2013 Honda Accord Sedan Video Review
If you want a knock out, drag out fight in the automotive world, look no further than the midsize sedan market. Automakers are trying to one up each other in class to try and grab a slice of this very important and lucrative segment. One of the big players in this class for the longest time was the Honda Accord which offered the best combination of driving fun, comfort, reliability, and resale value. But automakers within the past few years have been stepping up their game in the class; Ford has the dramatically styled 2013 Fusion, Nissan has the all-new Altima, and Volkswagen has the new Passat. For Honda, it was a wake-up call. They knew the next Accord had to better the competition and with the 2013 Accord sedan, they have just done that.

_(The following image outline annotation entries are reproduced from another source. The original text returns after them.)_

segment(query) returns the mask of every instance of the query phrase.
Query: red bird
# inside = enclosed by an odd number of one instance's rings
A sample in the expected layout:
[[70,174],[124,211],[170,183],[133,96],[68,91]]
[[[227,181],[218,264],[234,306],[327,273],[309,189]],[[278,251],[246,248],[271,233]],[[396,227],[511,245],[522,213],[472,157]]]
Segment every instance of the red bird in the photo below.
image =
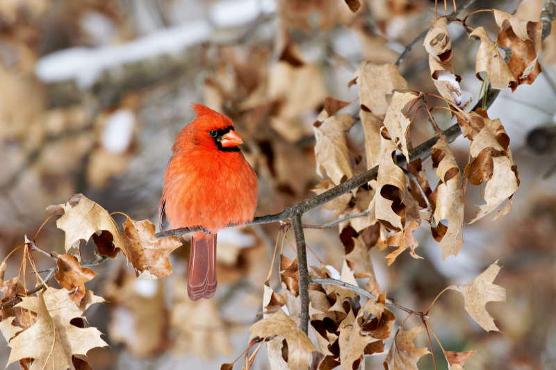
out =
[[202,104],[191,106],[197,117],[172,147],[158,213],[161,230],[169,221],[206,230],[190,234],[188,295],[195,302],[214,296],[216,233],[253,219],[259,183],[238,147],[243,142],[231,119]]

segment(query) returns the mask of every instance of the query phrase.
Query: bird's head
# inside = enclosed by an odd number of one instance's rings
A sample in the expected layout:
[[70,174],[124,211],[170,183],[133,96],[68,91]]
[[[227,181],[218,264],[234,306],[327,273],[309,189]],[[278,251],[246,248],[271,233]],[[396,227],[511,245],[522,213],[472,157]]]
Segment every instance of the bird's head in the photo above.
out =
[[195,144],[224,152],[240,151],[238,145],[243,142],[234,131],[231,119],[202,104],[191,106],[197,117],[188,126]]

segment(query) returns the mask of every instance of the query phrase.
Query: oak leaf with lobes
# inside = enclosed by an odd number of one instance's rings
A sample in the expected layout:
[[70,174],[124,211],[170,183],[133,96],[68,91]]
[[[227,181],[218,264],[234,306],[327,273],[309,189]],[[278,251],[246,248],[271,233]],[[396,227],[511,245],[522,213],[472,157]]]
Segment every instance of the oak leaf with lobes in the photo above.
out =
[[70,291],[70,296],[75,304],[79,305],[85,296],[85,283],[97,273],[88,267],[82,267],[77,258],[70,253],[60,255],[56,264],[58,271],[54,278],[61,287]]
[[[49,206],[47,210],[53,210]],[[114,246],[122,250],[129,240],[117,227],[116,221],[108,212],[83,194],[74,194],[65,204],[54,206],[57,212],[63,209],[64,214],[56,221],[56,226],[65,231],[66,252],[80,239],[85,241],[98,230],[109,232],[113,238]]]
[[384,116],[388,110],[387,94],[407,88],[407,83],[397,66],[375,65],[365,60],[357,67],[348,87],[354,83],[359,87],[361,108],[378,117]]
[[154,280],[172,274],[172,264],[168,255],[181,246],[178,237],[156,239],[154,224],[145,219],[133,221],[128,218],[124,223],[124,231],[130,243],[125,254],[131,262],[136,276],[140,279]]
[[430,353],[425,347],[417,348],[413,344],[415,336],[422,330],[423,328],[418,327],[404,331],[403,324],[400,326],[383,362],[386,370],[418,370],[417,361]]
[[309,337],[281,310],[256,322],[250,330],[250,340],[255,337],[264,338],[268,335],[284,337],[288,343],[288,369],[290,370],[306,370],[311,353],[318,351]]
[[500,55],[498,49],[489,38],[489,35],[482,27],[477,27],[473,31],[469,37],[478,37],[481,40],[481,46],[477,52],[475,75],[480,80],[479,74],[486,72],[489,75],[491,86],[493,89],[503,90],[508,87],[508,84],[517,79],[509,70],[508,65]]
[[[431,226],[431,231],[440,242],[443,261],[449,255],[457,255],[464,246],[464,186],[461,171],[445,137],[432,147],[431,158],[440,178],[434,190],[436,209],[432,215],[436,227]],[[448,228],[440,223],[442,219],[448,220]]]
[[494,319],[486,312],[488,302],[505,302],[506,289],[492,283],[500,271],[498,261],[489,266],[471,283],[450,285],[449,289],[457,290],[465,298],[465,310],[473,320],[485,330],[500,331],[494,324]]

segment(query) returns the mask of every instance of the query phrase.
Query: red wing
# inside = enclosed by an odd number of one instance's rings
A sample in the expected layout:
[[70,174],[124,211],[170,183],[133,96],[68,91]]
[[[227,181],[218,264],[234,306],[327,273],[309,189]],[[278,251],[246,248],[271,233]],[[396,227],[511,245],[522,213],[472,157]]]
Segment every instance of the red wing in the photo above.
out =
[[189,298],[196,302],[212,298],[217,284],[216,235],[210,240],[192,238],[187,283]]

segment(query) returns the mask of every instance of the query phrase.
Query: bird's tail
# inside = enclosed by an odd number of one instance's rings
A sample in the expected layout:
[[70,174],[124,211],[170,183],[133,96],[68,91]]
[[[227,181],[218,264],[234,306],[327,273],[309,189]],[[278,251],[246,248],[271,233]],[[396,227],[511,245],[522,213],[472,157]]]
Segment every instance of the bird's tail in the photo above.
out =
[[191,239],[189,256],[189,278],[187,294],[197,302],[202,298],[208,299],[216,292],[216,235],[212,239]]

The 2013 Accord sedan’s design is mostly the same as the previous generation Accord aside from a revised front end that includes a new grille and headlight, new shoulder lines, shorter front and rear overhangs, and a new trunk lid. What has changed is how much smaller the 2013 Accord is. Honda engineers lobbed off 3.6 inches out of the new Accord to help remove some of the bloat the old model had. With this decrease in length, you would think the interior space would be affected. Not so. Thanks to some clever packaging, the 2013 Accord sedan retains the large space the outgoing model was praised for. The interior also got some major changes with the instrument cluster and center stack getting redesigned. All Accords come with a large eight-inch LCD display to provide information about what you’re listening to and for the standard back-up camera. The LCD screen also plays a key role in a new piece of safety tech in the Accord. Called LaneWatch, the passenger side-view mirror has a camera mounted in the bottom that turns on when a driver flicks the right turn signal. The video from the camera is fed to the to screen letting a driver know if its safe to move into the next lane.
The base engine in the 2013 Accord is a new Earth Dreams 2.4L direct-injected four-cylinder producing either 185 horsepower and 181 pound-feet or 189 horsepower and 182 pound-feet of torque. Those looking for more power can get Earth Dreams 3.5L V6 with 278 horsepower and 252 pound-feet of torque. Four cylinder models have the choice of either a six-speed manual or continuously variable transmission. V6 models stick with a six-speed automatic. The Honda Accord sedan lineup starts at $21,680 for the base LX model with a six-speed manual and goes all the way up to $33,430 for the V6 Touring.